It just don't see how car mods invariably indicate greater risk. Note I'm not talking about paying for someone's damaged mods but rather paying for the lawsuit of the cyclist they crippled. I can see failing to disclose crashes or tickets leading to a denied liability claim, since you are misrepresenting your risk group but car mods... not so much (I'm no agent obviously... just
speaking from what seems right by gut feeling).
They paint it all with the same brush - lying on a legal contract. They address it further in the declaration of applicant which I've attached below.

For the most part, non disclosing tickets and accidents only happens during the application process. Generally, after we pull your drivers abstract and insurance record, we know all sins.
"Declaration of Applicant"
– Read this section carefully before you sign.

I understand that to qualify for a driver’s licence, drivers:
• must not suffer from any mental, emotional, nervous or physical disability that significantly interferes with the driver’s ability to safely drive an automobile of the
class they are licensed for;
• must not be add icted to alcohol or a drug to the extent that it significantly interferes with the driver’s ability to safely drive an automobile; and
• must notify the Ministry of Transportation immediately if the driver becomes physically or me ntally disabled to the extent that it might interfere with the driver’s
ability to safely drive an automobile.
To the best of my knowledge,
• all listed drivers are qualified and hold a driver’s licence, and
• the details in Sections 1 to 6 and 9 are correct.
Inspection:
My Insurer may require my auto mobile to be inspected. If I do not co-operate with any reasonable arrangements to inspect my auto mobile, I understand my optional
loss or damage coverages under Section 7 may be cancelled, and any claims under that section may be denied.
Warning - The Insurance Act provides that where:
(a) an Applicant for a contract, (i) gives false particulars of the described automobile to be insured to the prejudice of the Insurer, or (ii) knowingly
misrepresents or fails to disclose in the application any fact required to be stated therein; or (b) the Insured contravenes a term of the contract or commits
a fraud; or (c) the Insured wilfully makes a false statement in respect of a claim under the contract, a claim by the Insured, for other than such statutory
accident benefits as are set out in the Statutory Accident Benefits Schedule, is invalid and the right of the Insured to recover indemnity is forfeited.

Warning – Offences
It is an offence under the Insurance Act to knowingly make a false or misleading statement or representation to an Insurer in connection with the person’s
entitlement to a benefit under contract of insurance, or to wilfully fail to inform the Insurer of a material change in circumstances within 14 days, in
connection with such entitlement. The offence is punish able on conviction by a maximum fine of $100,000 for the first offence and a maximum fine of
$200,000 for any subsequent conviction.
It is an offence under the federal Criminal Code for anyone to knowingly make or use a false document with the intent it be acted on as genuine and the
offence is punishable, on conviction, by a maximum of 10 years imprisonment.
It is an offence under the federal Criminal Code for anyone, by deceit, falsehood or other dishonest act, to defraud or to attempt to defraud an insurance
company. The offence is punishable, on conviction, by a maximum of 10 years imprisonment for fraud involving an amount over $5,000 or otherwise a
maximum of 2 years imprisonment.
Consent
I am applying for automobile insurance based on the information provided above. With respect to this application or any renewal or change in coverage, I authorize
you to collect, use and disclose my driving record, auto insurance history and auto claims history, and those of the listed drivers from whom I declare I have obtained
consent for these purposes, as permitted by law for the limited purposes necessary to assess the risk, investigate and settle claims, and detect and prevent fraud.
The connection between a non-disclosed mod and denying a liability claim is a link the lawyers that work for the insurance company make. If they make a good link; you pay for your own legal defence and subsequent judgment against you. If they can't, they pay.
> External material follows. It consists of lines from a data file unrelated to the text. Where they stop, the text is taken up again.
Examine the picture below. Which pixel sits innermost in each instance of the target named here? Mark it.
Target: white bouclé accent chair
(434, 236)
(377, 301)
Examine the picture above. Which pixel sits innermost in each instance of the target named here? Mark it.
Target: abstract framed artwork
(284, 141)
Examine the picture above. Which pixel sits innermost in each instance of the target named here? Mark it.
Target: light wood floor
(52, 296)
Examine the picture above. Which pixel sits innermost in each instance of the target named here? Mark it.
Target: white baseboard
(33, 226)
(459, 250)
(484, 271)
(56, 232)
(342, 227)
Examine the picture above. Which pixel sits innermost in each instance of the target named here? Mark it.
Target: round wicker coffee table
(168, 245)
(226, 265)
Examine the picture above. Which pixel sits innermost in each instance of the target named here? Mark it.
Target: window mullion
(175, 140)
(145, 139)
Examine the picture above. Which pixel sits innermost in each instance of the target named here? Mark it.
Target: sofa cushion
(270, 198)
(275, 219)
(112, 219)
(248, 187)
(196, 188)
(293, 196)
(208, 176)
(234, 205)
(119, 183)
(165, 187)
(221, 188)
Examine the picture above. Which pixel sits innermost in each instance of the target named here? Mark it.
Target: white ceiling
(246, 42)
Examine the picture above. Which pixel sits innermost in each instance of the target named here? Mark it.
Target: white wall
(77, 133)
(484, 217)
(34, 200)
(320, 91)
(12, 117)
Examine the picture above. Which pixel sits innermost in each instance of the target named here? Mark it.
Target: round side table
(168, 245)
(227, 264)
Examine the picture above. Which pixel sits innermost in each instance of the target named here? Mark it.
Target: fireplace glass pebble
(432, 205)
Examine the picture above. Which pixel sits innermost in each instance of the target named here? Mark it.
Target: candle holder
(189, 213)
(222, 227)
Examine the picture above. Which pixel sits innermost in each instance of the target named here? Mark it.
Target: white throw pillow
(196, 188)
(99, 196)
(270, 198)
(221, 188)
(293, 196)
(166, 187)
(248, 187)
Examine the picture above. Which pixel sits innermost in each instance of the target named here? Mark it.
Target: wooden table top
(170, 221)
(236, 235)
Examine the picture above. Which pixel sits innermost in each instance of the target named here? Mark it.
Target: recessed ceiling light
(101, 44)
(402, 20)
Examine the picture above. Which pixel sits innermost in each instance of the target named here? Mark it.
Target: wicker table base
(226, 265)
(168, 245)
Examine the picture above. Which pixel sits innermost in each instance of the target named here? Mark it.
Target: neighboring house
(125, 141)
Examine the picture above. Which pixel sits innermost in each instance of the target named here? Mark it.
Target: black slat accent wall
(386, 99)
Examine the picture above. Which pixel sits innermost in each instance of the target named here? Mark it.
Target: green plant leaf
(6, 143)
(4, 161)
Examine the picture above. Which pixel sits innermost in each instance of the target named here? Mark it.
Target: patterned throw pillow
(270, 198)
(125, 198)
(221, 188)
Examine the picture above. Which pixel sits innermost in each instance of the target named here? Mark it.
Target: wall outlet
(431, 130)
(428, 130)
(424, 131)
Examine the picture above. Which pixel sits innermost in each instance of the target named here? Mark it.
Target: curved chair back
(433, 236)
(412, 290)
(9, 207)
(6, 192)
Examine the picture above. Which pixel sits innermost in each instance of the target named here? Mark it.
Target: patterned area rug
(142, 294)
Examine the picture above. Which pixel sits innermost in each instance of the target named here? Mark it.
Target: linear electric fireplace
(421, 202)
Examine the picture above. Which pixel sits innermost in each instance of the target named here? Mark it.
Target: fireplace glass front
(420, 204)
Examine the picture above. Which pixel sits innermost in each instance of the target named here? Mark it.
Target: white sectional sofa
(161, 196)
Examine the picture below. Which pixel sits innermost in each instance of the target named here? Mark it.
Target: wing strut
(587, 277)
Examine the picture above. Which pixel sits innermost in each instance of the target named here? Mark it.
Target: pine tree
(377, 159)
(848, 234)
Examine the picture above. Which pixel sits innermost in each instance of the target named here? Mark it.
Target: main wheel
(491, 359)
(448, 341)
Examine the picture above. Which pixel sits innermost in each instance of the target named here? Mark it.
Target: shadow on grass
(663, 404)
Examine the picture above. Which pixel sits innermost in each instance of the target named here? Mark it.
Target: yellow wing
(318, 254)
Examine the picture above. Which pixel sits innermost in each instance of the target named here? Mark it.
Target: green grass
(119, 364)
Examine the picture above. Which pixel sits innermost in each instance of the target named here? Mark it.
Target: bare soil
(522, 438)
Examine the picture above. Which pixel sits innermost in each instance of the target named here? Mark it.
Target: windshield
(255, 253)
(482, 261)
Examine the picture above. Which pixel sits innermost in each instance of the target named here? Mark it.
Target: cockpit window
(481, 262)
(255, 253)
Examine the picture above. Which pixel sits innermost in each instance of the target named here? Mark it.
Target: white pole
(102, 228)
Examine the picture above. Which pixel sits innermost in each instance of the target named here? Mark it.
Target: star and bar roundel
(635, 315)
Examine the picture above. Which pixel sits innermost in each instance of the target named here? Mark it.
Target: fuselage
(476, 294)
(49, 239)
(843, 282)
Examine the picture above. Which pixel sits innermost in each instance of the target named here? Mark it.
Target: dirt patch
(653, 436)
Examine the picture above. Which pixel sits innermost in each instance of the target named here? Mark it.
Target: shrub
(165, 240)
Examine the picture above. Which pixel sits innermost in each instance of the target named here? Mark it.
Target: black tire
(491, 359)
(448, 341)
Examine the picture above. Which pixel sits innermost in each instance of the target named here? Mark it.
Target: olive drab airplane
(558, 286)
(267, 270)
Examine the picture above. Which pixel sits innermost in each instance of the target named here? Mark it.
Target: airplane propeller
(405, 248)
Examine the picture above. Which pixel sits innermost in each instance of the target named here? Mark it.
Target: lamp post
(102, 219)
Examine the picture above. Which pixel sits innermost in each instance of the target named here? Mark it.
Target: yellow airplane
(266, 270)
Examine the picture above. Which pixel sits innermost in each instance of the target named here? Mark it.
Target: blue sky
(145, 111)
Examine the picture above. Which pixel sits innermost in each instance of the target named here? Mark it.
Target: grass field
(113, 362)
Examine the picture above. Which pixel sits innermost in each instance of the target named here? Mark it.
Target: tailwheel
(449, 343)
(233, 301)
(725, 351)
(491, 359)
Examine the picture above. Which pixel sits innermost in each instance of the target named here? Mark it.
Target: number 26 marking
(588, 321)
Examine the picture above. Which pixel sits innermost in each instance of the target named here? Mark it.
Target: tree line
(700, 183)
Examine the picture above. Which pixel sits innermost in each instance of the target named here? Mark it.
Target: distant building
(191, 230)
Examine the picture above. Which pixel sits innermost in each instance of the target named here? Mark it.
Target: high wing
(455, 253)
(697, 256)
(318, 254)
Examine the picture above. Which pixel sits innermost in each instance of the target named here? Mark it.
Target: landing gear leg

I've read judgments where the courts side with the insurance company and finds, "If the details were reported truthfully to the insurer, the risk would not have been acceptable, based on their filed rules, and the contract for insurance would have never existed". The insurance company then voids the policy the day it was effective.

The good news is, when that happens, they have to refund you all of your premium.

Simple fact is; if the insurance company think they are covering a 318 and you actually have an M3, they aren't going to play nice.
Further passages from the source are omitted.